I have started reading a book of the Oxford University Press VSI series on Emotion. Like many other people, the author, Dylan Evans, thinks that emotions make us more rational where I take “more rational” to mean “more able to achieve whatever goal we want”. I have seen similar views somewhere else, perhaps by Blackmore or Hofstadter, so I thought I would provide my own views.

I disagree with the idea that emotions make you more rational. I have seen many examples of how emotions can make you more able to achieve your goals. But they all assume one thing: that being able to recognise emotions in other people is only possible if you have emotions. I think that’s nonsense. It is true indeed that if, colloquially speaking, you are not fluent in the lingua franca par excellence, you are missing out. But all you need is the ability to recognise or infer emotions in other people not experiencing them yourself.

I agree with the idea that emotions make you more irrational. Yes, I think that emotions make you more irrational. Emotions are essentially, relatively arbitrary biological reactions/changes that result in a change in your priorities or/and behaviour. The problem with this is that, while emotions can be partially controlled with some training, they cannot be fully controlled, thus making your behaviour partially subject to arbitrary non-predictable processes. How can you gear your behaviour towards a goal when a portion of your behaviour is affected by processes you cannot control? You might be able to do it, but in the absence of external obstacles, you cannot ascertain the amount of effort that will take you to achieve your goal because you might come across a stimuli that triggers an emotion that conflicts with your goal-reaching behaviour. Compare the performance of that agent with the performance of an agent that is fully in control of his internal biology (i.e. no emotions). Unlike our emotional agent, in the absence of external obstacles, the emotionless agent can execute the behaviour needed to achieve a goal without worrying if his emotional state will conflict with his goal-reaching behaviour. If the emotionless agent can recognise emotions, no emotional agent could have the upper hand merely due to having emotions. If anything, the emotionless agent is more efficient rationally-speaking because he will achieve his goal in the presence or absence of emotional stimuli while an emotional agent might struggle/stop himself from achieving his goal because some emotional stimuli triggered certain emotional reactions on him.

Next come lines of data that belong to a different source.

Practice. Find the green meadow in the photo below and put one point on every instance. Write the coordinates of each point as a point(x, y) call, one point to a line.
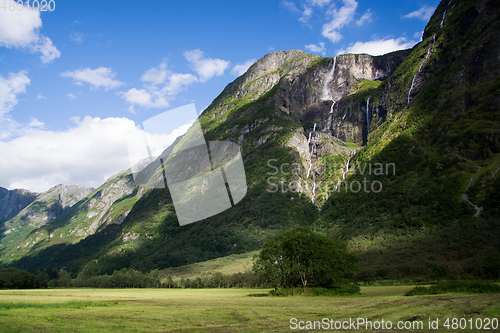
point(228, 310)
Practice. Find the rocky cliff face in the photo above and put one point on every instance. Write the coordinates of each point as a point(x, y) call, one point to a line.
point(13, 201)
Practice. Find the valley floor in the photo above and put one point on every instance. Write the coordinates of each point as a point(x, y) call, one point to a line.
point(231, 310)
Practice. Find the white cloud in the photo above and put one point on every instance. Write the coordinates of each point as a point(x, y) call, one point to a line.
point(306, 14)
point(47, 49)
point(100, 77)
point(424, 13)
point(177, 82)
point(86, 154)
point(239, 69)
point(340, 18)
point(315, 48)
point(14, 85)
point(156, 75)
point(379, 47)
point(320, 3)
point(366, 18)
point(206, 67)
point(21, 29)
point(76, 37)
point(290, 6)
point(145, 98)
point(160, 86)
point(35, 123)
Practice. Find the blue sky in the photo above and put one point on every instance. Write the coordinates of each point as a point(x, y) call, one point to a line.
point(75, 80)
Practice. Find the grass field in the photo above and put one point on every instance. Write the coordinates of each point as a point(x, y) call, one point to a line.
point(226, 310)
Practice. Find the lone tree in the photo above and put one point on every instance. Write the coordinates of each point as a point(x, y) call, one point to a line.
point(300, 257)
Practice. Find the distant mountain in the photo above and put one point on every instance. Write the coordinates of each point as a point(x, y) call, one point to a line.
point(397, 154)
point(13, 201)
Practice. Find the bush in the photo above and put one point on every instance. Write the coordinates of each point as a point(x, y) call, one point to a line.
point(340, 290)
point(475, 287)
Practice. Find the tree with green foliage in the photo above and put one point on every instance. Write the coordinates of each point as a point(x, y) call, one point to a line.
point(300, 257)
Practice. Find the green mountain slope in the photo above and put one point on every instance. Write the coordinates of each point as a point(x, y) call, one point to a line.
point(395, 154)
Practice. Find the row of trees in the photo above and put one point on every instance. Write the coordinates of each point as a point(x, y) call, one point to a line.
point(291, 258)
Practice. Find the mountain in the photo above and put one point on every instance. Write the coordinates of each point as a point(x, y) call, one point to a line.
point(12, 202)
point(397, 154)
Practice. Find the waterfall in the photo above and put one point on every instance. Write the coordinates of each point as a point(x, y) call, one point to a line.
point(367, 117)
point(442, 20)
point(419, 70)
point(331, 108)
point(326, 92)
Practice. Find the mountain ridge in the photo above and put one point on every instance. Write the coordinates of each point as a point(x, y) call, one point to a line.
point(430, 116)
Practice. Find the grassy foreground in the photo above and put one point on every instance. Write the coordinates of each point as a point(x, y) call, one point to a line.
point(225, 310)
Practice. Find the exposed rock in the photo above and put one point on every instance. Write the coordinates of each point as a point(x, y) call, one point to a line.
point(13, 201)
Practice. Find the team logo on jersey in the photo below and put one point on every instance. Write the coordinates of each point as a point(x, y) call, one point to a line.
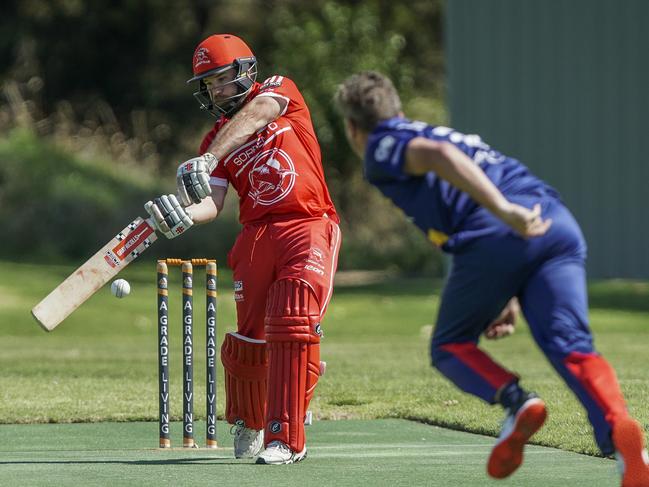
point(201, 57)
point(275, 427)
point(382, 151)
point(272, 82)
point(272, 177)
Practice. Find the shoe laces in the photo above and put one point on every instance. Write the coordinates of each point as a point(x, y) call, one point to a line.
point(280, 445)
point(243, 433)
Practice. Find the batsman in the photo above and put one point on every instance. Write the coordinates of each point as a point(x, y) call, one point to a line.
point(263, 145)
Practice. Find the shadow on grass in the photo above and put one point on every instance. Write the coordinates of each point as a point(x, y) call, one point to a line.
point(619, 295)
point(169, 461)
point(381, 283)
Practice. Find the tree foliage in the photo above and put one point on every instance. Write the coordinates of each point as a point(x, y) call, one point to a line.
point(117, 70)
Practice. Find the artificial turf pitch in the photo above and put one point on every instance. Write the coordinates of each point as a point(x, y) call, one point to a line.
point(389, 452)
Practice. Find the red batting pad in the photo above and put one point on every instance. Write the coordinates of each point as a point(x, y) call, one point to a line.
point(292, 316)
point(245, 365)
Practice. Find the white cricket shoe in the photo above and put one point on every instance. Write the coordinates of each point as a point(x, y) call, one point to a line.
point(278, 453)
point(247, 442)
point(518, 427)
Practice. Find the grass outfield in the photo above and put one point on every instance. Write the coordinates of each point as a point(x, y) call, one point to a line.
point(341, 453)
point(100, 364)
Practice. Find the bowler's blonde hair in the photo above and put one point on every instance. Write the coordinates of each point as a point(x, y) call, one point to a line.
point(366, 98)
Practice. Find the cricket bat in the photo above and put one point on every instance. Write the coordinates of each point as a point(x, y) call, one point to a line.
point(127, 246)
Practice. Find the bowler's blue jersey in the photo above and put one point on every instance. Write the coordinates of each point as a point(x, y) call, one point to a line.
point(442, 211)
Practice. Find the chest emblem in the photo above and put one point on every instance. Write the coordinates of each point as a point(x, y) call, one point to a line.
point(272, 177)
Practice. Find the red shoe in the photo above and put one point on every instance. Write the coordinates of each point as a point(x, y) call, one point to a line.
point(517, 429)
point(628, 439)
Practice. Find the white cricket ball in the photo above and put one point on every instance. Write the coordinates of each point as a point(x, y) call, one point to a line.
point(120, 288)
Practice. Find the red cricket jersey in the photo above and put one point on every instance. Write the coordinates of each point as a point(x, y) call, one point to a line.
point(278, 171)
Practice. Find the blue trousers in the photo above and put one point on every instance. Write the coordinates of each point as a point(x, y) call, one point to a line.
point(548, 276)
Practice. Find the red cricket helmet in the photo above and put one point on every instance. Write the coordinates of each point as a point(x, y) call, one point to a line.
point(215, 55)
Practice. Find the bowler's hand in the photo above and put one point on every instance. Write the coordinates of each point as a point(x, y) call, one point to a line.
point(527, 223)
point(504, 325)
point(168, 215)
point(193, 179)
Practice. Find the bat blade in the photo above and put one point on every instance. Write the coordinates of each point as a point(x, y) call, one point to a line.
point(127, 246)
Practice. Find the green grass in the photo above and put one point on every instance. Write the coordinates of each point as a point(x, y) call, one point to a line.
point(341, 453)
point(100, 364)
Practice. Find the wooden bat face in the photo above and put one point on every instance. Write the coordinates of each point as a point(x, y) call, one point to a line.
point(127, 246)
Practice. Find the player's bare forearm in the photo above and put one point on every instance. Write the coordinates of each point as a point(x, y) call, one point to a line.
point(253, 116)
point(208, 209)
point(451, 164)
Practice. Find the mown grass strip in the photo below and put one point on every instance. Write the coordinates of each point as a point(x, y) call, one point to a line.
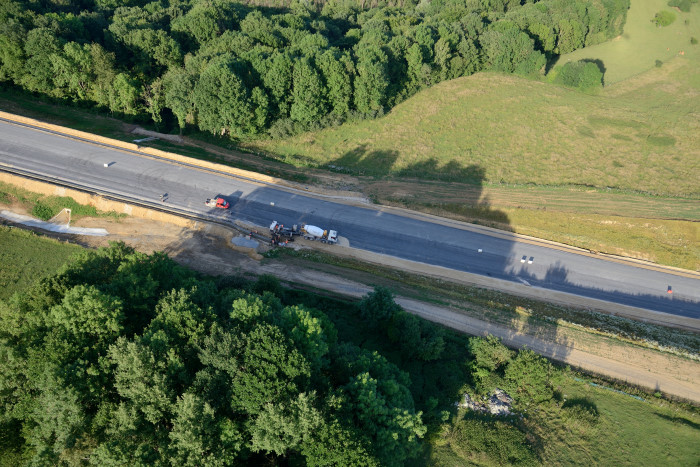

  • An emotionally-moving visual stimuli such as a gory/comedy movie could stop an emotional agent from carrying out an action such as reading a book but it would not stop an emotionless agent in doing so.
  • An emotional agent might experience emotions that result in a change of his behaviour in a way that he gets away from his goal. So a student feeling boredom might not study for an exam, while an emotionless student would be able to study.
  • An emotional agent would harm himself (see junk food, lack of exercise and drugs) even it was against his interests, while an emotionless agent would not do so.

But emotionless agents are not only better when it comes to negative emotions, they also have the upper hand in positive emotions.

  • A relationship between two humans that we might term “loving” could have an equivalent without the arbitrariness of emotion. Care, responsibility and goal-reaching support are easily feasible without arbitrary biological processes in their bodies. In the absence of any other factor, an emotionless agent would remain in the relationship while an emotional agent could get his libido running high when he comes across an opportunity to mate with another individual and end up ruining his relationship by cheating.
  • An emotionless agent would have no qualms about breaking the relationship if his partner tried to harm him. An emotional agent would be open to the possibility of staying within the abusive relationship if he was experiencing the appropriate emotions.

I don’t see how emotions could improve the goal-reaching behaviour performance of a rational agent compared to that of an emotional agent. I have seen the evolutionary argument thrown around, but all we know is that emotions most likely emerged before humans so any possible advantage of it is not necessarily related specifically to the fulfilment of humans.

However, it is the case that humans have a wider range of emotions compared to other animals, how do we explain that? Perhaps, the wider range of emotions did not worsen the goal-reaching behaviour of humans so it was not something that made humans less fit, hence it stuck around. Perhaps, emotions were effective because they enhanced the expressiveness of body language. How would an emotionless agent that understood emotions fare against this? Well, surely if our emotionless agent understood emotions, we could use them to enhance the expressiveness of his body language as well. Voice intonation, facial expressions, these are things that could be learnable by an emotionless agent. So there is no need of the actual biological process.

I am not disputing the idea that experiencing emotions must have been useful for humans and non-human animals at some point in the past, I am just mentioning that, compared with an emotionless agent with the same intellectual capabilities, the emotional agent performs worse when it comes to goal-reaching behaviour performance.